Estimado Jose Ignacio:

Antes que nada te felicito por el artículo que publicaste recientemente en Prodavinci a propósito de los 40 años de la Nacionalización -- , y más aún, por la oportunidad que abres, no sólo con éste sino con todos tus artículos, para la reflexión y el debate en torno a temas fundamentales de política pública. Creo que el momento no puede ser más oportuno.
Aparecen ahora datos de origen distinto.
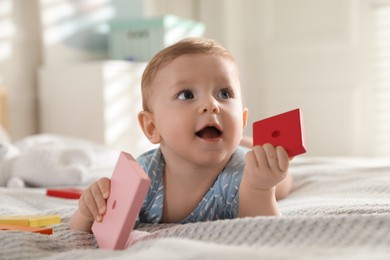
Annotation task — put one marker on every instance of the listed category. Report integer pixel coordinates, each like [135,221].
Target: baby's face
[197,106]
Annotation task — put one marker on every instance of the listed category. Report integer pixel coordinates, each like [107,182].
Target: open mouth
[209,132]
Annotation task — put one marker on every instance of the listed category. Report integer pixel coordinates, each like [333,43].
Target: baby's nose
[211,106]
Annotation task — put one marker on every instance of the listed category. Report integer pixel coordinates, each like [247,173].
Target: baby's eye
[225,94]
[185,94]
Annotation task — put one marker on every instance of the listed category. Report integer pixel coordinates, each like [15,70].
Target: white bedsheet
[339,209]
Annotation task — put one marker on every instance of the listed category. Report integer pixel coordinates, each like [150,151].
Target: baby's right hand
[93,200]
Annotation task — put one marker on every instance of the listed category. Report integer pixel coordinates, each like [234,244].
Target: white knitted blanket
[339,209]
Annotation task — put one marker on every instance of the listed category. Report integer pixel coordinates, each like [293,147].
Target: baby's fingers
[94,198]
[283,159]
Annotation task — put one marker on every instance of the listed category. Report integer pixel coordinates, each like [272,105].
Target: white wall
[308,54]
[311,54]
[19,56]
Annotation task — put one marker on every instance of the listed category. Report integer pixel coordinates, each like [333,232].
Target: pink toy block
[65,193]
[129,185]
[285,130]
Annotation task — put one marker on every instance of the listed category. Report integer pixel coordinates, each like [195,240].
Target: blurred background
[73,67]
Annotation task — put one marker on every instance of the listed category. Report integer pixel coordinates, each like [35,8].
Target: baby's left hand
[265,167]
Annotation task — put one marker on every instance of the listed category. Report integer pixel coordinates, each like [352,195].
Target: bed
[338,209]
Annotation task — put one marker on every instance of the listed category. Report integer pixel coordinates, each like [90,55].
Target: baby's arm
[266,166]
[92,205]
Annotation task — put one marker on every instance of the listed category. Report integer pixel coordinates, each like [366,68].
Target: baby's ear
[146,121]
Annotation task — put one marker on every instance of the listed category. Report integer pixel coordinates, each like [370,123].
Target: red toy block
[66,193]
[284,130]
[129,185]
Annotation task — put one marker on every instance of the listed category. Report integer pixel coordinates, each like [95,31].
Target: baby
[192,108]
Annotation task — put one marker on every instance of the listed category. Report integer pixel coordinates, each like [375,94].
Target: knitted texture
[339,209]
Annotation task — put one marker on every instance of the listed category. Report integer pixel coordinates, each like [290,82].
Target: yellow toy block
[30,220]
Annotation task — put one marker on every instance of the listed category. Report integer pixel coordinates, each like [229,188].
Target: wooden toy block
[284,130]
[30,220]
[41,230]
[129,185]
[66,193]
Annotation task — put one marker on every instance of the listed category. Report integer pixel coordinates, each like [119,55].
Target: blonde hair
[185,46]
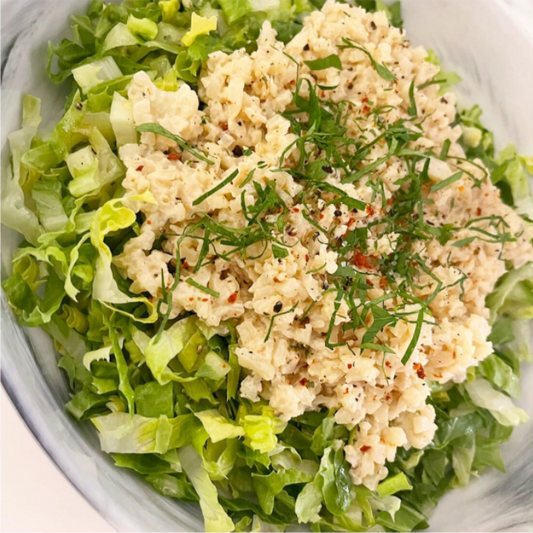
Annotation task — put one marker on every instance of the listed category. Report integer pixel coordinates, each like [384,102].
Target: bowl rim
[38,425]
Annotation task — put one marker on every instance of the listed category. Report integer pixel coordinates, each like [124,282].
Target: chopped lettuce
[199,26]
[15,212]
[93,74]
[164,397]
[215,518]
[497,403]
[218,427]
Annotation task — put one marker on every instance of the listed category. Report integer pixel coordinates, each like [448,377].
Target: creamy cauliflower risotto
[285,276]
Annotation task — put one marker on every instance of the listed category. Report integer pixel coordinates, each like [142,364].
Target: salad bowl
[482,41]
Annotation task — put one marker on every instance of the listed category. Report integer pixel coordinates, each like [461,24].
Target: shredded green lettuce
[164,397]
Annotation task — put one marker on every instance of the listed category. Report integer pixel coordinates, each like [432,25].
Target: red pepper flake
[361,260]
[419,370]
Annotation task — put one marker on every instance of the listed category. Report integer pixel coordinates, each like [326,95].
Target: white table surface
[35,496]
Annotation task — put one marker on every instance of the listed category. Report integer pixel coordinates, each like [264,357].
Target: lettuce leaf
[215,518]
[15,212]
[498,404]
[218,427]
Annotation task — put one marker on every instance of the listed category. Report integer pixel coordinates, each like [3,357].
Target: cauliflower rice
[239,125]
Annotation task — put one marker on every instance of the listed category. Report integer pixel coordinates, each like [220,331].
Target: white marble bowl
[478,38]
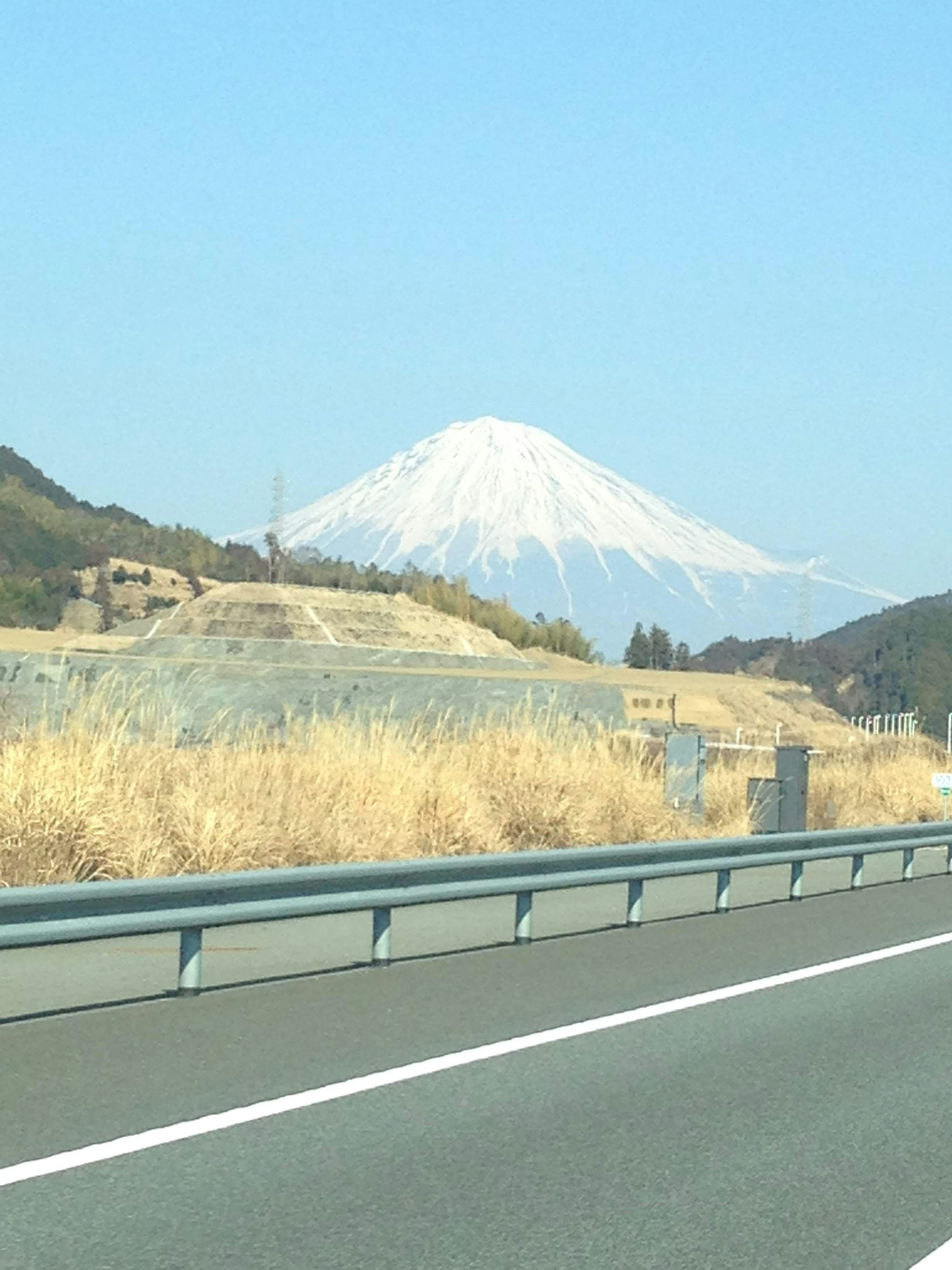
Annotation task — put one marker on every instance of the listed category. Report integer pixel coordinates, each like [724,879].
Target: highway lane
[805,1126]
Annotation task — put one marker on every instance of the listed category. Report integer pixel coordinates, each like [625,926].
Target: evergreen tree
[638,655]
[662,656]
[102,596]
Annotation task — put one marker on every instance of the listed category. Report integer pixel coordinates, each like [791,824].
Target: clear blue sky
[706,244]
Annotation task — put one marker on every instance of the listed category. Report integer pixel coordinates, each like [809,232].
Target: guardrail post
[636,893]
[524,918]
[191,962]
[724,891]
[380,951]
[796,879]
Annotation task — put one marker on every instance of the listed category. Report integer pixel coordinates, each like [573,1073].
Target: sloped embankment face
[319,615]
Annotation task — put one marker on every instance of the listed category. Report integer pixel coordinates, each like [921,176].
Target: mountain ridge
[508,505]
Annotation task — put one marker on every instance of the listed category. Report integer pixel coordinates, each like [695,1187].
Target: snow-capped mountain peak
[497,500]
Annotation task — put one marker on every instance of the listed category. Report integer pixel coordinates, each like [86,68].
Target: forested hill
[898,660]
[48,535]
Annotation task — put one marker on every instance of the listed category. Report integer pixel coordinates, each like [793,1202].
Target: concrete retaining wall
[200,694]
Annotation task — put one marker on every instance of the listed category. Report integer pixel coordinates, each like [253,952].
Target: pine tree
[102,596]
[638,655]
[662,653]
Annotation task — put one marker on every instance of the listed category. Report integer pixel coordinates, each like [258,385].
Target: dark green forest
[895,661]
[48,535]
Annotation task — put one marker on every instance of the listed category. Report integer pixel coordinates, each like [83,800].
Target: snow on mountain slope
[518,511]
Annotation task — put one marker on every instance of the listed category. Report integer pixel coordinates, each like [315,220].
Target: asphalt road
[804,1126]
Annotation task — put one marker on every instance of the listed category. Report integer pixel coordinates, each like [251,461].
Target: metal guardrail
[73,912]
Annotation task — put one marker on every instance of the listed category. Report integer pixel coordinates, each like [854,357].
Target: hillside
[51,540]
[900,660]
[512,507]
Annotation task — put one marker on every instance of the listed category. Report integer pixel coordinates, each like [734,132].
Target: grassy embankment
[91,802]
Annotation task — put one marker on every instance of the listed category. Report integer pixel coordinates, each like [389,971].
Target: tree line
[48,538]
[654,649]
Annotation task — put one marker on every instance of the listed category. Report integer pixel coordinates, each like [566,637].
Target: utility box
[794,776]
[685,770]
[765,804]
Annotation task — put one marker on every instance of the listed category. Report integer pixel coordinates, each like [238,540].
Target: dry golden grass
[112,797]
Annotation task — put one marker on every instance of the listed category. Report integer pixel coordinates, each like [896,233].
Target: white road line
[135,1142]
[317,622]
[939,1260]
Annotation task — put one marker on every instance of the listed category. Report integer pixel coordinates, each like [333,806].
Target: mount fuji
[520,514]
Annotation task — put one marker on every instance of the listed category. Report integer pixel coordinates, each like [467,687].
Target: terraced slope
[257,611]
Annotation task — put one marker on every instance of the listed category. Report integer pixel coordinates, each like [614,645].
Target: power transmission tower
[805,613]
[276,533]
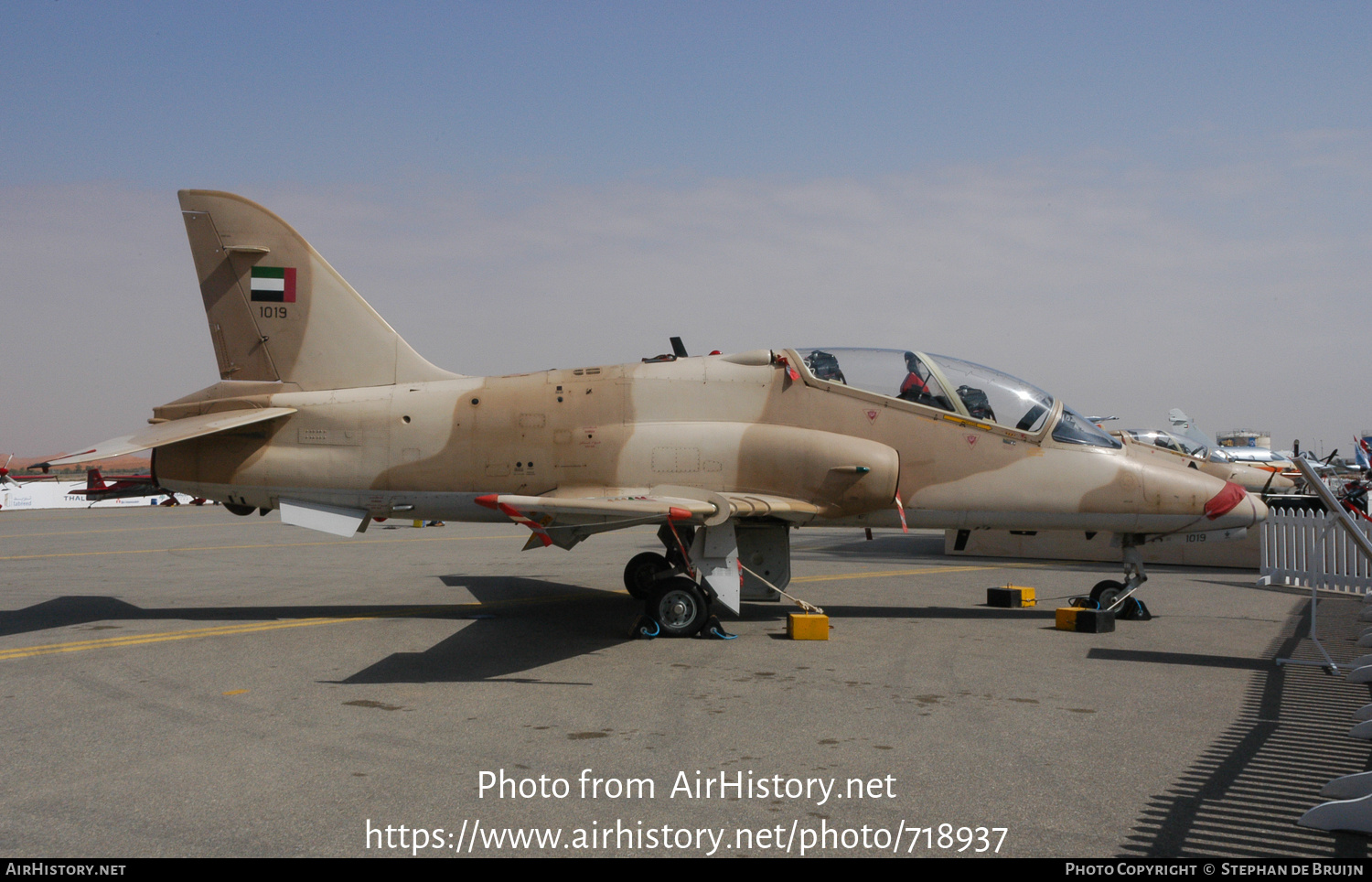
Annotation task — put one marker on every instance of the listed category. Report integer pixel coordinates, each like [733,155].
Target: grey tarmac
[181,682]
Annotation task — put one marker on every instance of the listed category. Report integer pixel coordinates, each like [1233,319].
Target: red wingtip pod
[1224,500]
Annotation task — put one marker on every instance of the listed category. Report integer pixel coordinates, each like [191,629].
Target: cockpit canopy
[951,384]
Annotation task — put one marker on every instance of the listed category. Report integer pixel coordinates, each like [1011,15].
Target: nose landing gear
[1119,596]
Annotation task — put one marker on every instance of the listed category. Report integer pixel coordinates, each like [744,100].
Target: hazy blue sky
[1133,206]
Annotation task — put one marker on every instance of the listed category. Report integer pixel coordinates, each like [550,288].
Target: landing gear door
[716,555]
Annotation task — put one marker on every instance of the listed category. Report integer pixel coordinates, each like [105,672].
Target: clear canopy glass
[949,384]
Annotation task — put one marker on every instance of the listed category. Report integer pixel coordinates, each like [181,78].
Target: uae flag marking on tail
[273,285]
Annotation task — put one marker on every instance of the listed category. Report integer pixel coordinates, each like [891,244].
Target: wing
[576,513]
[170,433]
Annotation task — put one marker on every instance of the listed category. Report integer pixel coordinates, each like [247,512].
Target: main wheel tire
[678,607]
[641,574]
[1106,591]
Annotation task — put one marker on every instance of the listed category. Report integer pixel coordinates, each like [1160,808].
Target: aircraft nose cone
[1234,506]
[1224,500]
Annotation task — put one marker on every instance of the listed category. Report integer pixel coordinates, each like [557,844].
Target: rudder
[279,312]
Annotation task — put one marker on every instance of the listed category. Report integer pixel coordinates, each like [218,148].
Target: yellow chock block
[807,627]
[1012,596]
[1084,620]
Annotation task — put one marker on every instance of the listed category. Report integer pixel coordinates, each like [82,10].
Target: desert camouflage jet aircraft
[327,414]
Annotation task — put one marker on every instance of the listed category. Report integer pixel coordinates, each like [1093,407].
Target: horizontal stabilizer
[170,433]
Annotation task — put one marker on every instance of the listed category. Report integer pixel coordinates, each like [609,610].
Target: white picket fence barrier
[1309,549]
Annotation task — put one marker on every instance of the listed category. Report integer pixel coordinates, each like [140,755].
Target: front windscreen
[936,382]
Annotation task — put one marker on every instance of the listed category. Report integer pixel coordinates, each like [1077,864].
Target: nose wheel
[1119,596]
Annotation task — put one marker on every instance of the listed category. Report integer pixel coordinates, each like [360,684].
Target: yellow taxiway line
[265,544]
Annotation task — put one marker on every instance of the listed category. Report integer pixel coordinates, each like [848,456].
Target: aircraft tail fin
[1185,427]
[279,312]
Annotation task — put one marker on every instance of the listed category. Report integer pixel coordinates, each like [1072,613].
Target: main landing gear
[674,604]
[1119,596]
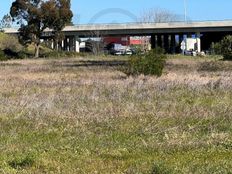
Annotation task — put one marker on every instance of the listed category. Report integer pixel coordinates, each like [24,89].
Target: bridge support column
[77,44]
[159,41]
[198,38]
[173,44]
[166,43]
[181,38]
[153,41]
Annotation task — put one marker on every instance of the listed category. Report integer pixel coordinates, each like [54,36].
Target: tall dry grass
[78,116]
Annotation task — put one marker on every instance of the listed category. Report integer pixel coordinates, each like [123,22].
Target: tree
[34,16]
[6,21]
[156,15]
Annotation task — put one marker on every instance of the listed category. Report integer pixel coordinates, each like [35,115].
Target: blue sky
[119,11]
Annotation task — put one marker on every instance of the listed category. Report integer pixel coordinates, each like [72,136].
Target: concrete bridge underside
[165,35]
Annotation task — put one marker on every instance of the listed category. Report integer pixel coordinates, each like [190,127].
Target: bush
[9,42]
[151,63]
[224,47]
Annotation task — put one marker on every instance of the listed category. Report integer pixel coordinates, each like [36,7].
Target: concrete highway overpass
[162,34]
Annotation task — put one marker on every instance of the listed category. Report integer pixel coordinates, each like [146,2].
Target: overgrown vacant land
[86,116]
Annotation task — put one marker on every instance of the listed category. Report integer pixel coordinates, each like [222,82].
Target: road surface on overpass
[161,33]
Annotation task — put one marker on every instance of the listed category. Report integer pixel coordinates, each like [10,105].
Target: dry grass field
[86,116]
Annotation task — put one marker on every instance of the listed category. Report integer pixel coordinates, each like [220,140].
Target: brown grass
[69,116]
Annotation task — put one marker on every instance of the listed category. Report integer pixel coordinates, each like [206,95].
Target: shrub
[216,48]
[151,63]
[224,47]
[9,42]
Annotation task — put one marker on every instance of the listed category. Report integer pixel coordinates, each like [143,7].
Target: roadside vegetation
[82,115]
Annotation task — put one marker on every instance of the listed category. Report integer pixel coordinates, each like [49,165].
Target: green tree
[6,21]
[34,16]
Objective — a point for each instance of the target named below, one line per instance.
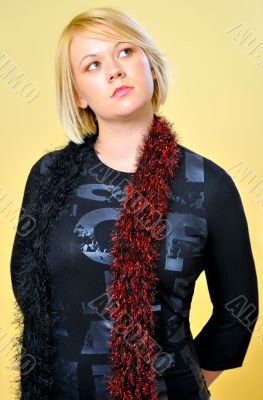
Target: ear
(153, 73)
(81, 102)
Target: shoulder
(42, 164)
(211, 171)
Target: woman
(111, 319)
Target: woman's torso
(79, 256)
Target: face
(115, 64)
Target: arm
(210, 376)
(232, 283)
(25, 226)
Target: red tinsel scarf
(135, 248)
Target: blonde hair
(79, 122)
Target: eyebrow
(94, 55)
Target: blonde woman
(114, 230)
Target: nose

La realidad que vivimos hace evidente y urgente la necesidad de alcanzar consensos sociales fundamentales para poder dar inicio la reconstrucción del país, lo cual exige en primer lugar reconocernos como iguales, aceptar la legitimidad de nuestras diferencias y estar irrevocablemente dispuestos a resolverlas en un ambiente democrático, es decir, a través de la discusión libre, abierta y apasionada pero reglamentada, seria y respetuosa a la vez, de las ideas. Es con este ánimo que paso a hacerte 2 comentarios en torno a las ideas que expresas en tu artículo:

1) La Ley de 1943

En cuanto este punto, quisiera recalcar la enorme trascendencia de la Ley y las razones que explican que el gobierno de Medina lograra lo que los anteriores, habiendo querido y tratado, no habían podido. Me apoyo para ello en dos trabajos a mi juicio fundamentales: “La reforma de la Ley de Hidrocarburos de 1943: Un impulso hacia la modernización”, de Clemy Machado de Acedo y “The Road to Opec: United States relations with Venezuela, 1910-1976, de Stephen Rabe.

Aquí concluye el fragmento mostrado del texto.